Pole 2 — Warnings only
from purple8_graph.validation import SchemaValidator, ValidatingGraphEngine, GraphSchema, NodeSchema, PropertySchema, PropertyType
schema = GraphSchema(name="my_schema")
schema.add_node_schema(NodeSchema(
label="Person",
properties=[
PropertySchema(name="name", type=PropertyType.STRING, required=True),
PropertySchema(name="age", type=PropertyType.INTEGER),
],
))
validator = SchemaValidator(strict_mode=False, allow_extra_properties=True)
validated_engine = ValidatingGraphEngine(engine, validator, schema)
# Validates but doesn't reject — logs warnings for unknown labels or missing required fields
validated_engine.add_node("n4", labels=["UnknownLabel"], properties={"x": 1})Pole 3 — Strict enforcement
validator_strict = SchemaValidator(strict_mode=True, allow_extra_properties=False)
validated_engine = ValidatingGraphEngine(engine, validator_strict, schema)
# This raises ValidationError — "UnknownLabel" is not in the schema
validated_engine.add_node("n5", labels=["UnknownLabel"], properties={"x": 1})
# This raises ValidationError — "age" is the wrong type
validated_engine.add_node("n6", labels=["Person"], properties={"name": "Bob", "age": "thirty"})Discovering the schema from existing data
The most important feature of Purple8's schema model: schema can be an output of discovery, not an input.
from purple8_graph.validation import create_schema_from_graph
# Build a knowledge graph from 10,000 documents — no schema upfront
engine = GraphEngine("./data")
# ... add thousands of nodes and edges from LLM extraction ...
# NOW infer the schema from what was actually written
schema = create_schema_from_graph(engine)
print(schema.node_schemas)
# → [Person, Organization, Location, Event, Document, ...]
print(schema.edge_schemas)
# → [WORKS_FOR, LOCATED_IN, ATTENDED, AUTHORED_BY, ...]
# Now enforce it going forward
validator = SchemaValidator(strict_mode=True)
validated_engine = ValidatingGraphEngine(engine, validator, schema)create_schema_from_graph() scans all nodes and edges, infers property types from observed values, and returns a GraphSchema you can inspect, modify, and enforce.
LLM-inferred schema
For teams who want to define a schema from sample documents before any data exists:
from purple8_graph.genai import SchemaDetector, OpenAIProvider
provider = OpenAIProvider(api_key="...")
detector = SchemaDetector(provider)
# Feed sample documents — LLM infers entities and relationships
schema = detector.detect_schema(sample_documents[:50])

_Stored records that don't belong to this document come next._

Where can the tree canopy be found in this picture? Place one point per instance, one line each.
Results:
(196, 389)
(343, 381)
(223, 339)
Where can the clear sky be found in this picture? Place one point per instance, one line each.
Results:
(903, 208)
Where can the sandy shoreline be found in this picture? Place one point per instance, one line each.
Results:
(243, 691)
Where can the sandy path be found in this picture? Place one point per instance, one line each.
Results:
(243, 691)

# Returns GraphSchema with NodeSchema + EdgeSchema inferred by the LLM
print(schema.node_schemas) # → [Person, Organization, Document, ...]The schema is an output of AI inference — not a prerequisite.
Property types
PropertyType | Python equivalent | Example |
|---|---|---|
STRING | str | "Alice" |
INTEGER | int | 42 |
FLOAT | float | 3.14 |
BOOLEAN | bool | True |
DATETIME | datetime | datetime(2026, 3, 25) |
LIST | list | [1, 2, 3] |
DICT | dict | {"key": "value"} |
Comparison with schema-first systems
| System | Schema model | First write requires schema? | Retroactive schema inference? |
|---|---|---|---|
| Purple8 | Data-first, optional strict mode | ❌ No | ✅ create_schema_from_graph() |
| Neo4j | Schema-optional (explicit constraints) | ❌ No | ❌ No |
| Kùzu | Schemaless | ❌ No | ❌ No |
| Spanner Graph | Schema-first (DDL required) | ✅ Yes | ❌ No |
| TigerGraph | Schema-first (DDL required) | ✅ Yes | ❌ No |
Why this matters for AI workloads
When you build a knowledge graph from LLM-extracted entities and relationships, the schema is emergent — it's a property of your data that you discover, not something you can define in advance. Spanner Graph and TigerGraph require DDL before the first byte of data. Purple8 lets you write first, understand your data, then optionally enforce a schema.